168h post-dosing, small amounts of remaining radioactivity were found in skin (0.06%) and carcass (0.05%). Mean concentrations of radioactivity were generally below 3.5μg Eq/g in all organs and tissues. (Refer to Table 6)
For the high dose and the low dose, the portion of radioactivity found in urine was comparable, indicating a comparable bioavailability of Protectol PE at the tested dose levels. The excretion pattern after multiple dosing was not changed as compared to a single dose of Protectol PE at 400mg/kg b.w. The results of the balance and excretion experiments also show that there was no sex-difference in the excretion pattern at both dose levels.

Within 72h after administration of 14C-Protectol PE, excretion via bile was found to be about 5.6% and 4.6% of the administered radioactivity in male and female animals at the high dose level of 400mg/kg b.w. (experiment 10), respectively.
At a dose of 40mg/kg b.w. (experiment 11), excretion via bile was found to be about 3.4% of the administered radioactivity in female animals within 72h.
For both experiments, biliary excretion was highest within the first 6h post dosing and declined gradually thereafter until 72h. Assuming that the amount of radioactivity excreted represents the bioavailable portion (sum of % radioactivity in urine, cage wash, carcass and bile) of the dose, bioavailability was calculated in the bile excretion experiments to be approximately 75-98% for both dose levels. (Refer to Table 7)

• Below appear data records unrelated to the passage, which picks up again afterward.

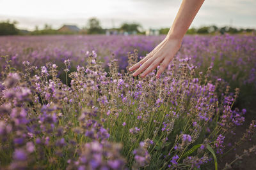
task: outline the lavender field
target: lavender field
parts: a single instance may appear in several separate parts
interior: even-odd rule
[[[133,77],[164,38],[0,37],[0,169],[218,169],[255,157],[246,145],[220,164],[255,138],[256,36],[187,36],[159,79]]]

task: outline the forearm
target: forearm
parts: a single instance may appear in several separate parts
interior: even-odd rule
[[[204,0],[182,0],[167,38],[182,39]]]

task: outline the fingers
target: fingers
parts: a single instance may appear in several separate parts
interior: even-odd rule
[[[169,64],[169,63],[172,60],[172,57],[166,57],[163,60],[163,61],[162,62],[162,64],[160,66],[159,69],[158,70],[157,73],[156,73],[156,78],[159,78],[160,74],[163,73],[163,71],[164,71],[165,68]]]
[[[128,70],[129,71],[132,71],[140,67],[144,62],[145,62],[147,60],[153,57],[155,55],[156,52],[161,49],[162,45],[165,44],[166,41],[164,40],[162,42],[161,42],[161,43],[159,43],[157,46],[156,46],[155,48],[151,52],[150,52],[144,59],[143,59],[140,62],[137,62],[136,64],[129,67]]]
[[[156,59],[151,64],[149,67],[147,68],[147,69],[141,74],[141,77],[145,77],[147,76],[147,74],[148,74],[150,72],[151,72],[152,70],[155,69],[159,63],[161,63],[163,60],[164,60],[164,57],[161,56]]]
[[[158,55],[157,55],[158,56]],[[147,61],[146,61],[143,64],[141,65],[141,66],[140,67],[139,69],[138,69],[133,74],[132,76],[136,76],[138,74],[139,74],[140,73],[143,71],[148,66],[152,63],[152,62],[156,60],[157,58],[157,55],[154,55],[150,59],[149,59]]]

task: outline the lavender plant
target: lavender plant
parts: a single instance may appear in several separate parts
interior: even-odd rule
[[[0,167],[3,169],[193,169],[223,154],[226,134],[244,122],[234,109],[239,90],[225,82],[195,77],[191,59],[175,59],[157,80],[118,72],[114,57],[109,72],[95,52],[86,65],[70,73],[70,85],[58,77],[58,66],[23,62],[14,71],[6,60],[0,91]],[[128,68],[138,60],[128,56]],[[66,81],[67,82],[67,81]],[[248,134],[255,126],[252,125]],[[254,130],[253,130],[254,131]],[[243,138],[241,142],[244,139]]]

Applicant's summary and conclusion

Conclusions:
Interpretation of results (migrated information): no bioaccumulation potential based on study results
Putting all data together, it is concluded that after single oral administration, 14C-Protectol PE was rapidly and almost completely absorbed from the gastrointestinal tract. The excretion of radioactivity was very rapid and occurred mainly via the urine within 24h post dosing. Based on the amounts of radioactivity excreted via bile and urine, the high bioavailability of 14C-Protectol PE was confirmed, since the sum of radioactivity excreted via bile and urine was over 90% of the recovered radioactivity in the bile experiments. Within the current study, the bioavailability of 14C-Protectol PE was comparable at the dose of 400 and 40 mg/kg b.w. The plasma kinetics demonstrated that an increase of the dose resulted in an over proportional increase of the AUC-values, indicating a saturation of excretion with increasing dose. After absorption, radioactive material was distributed in all organs and tissues.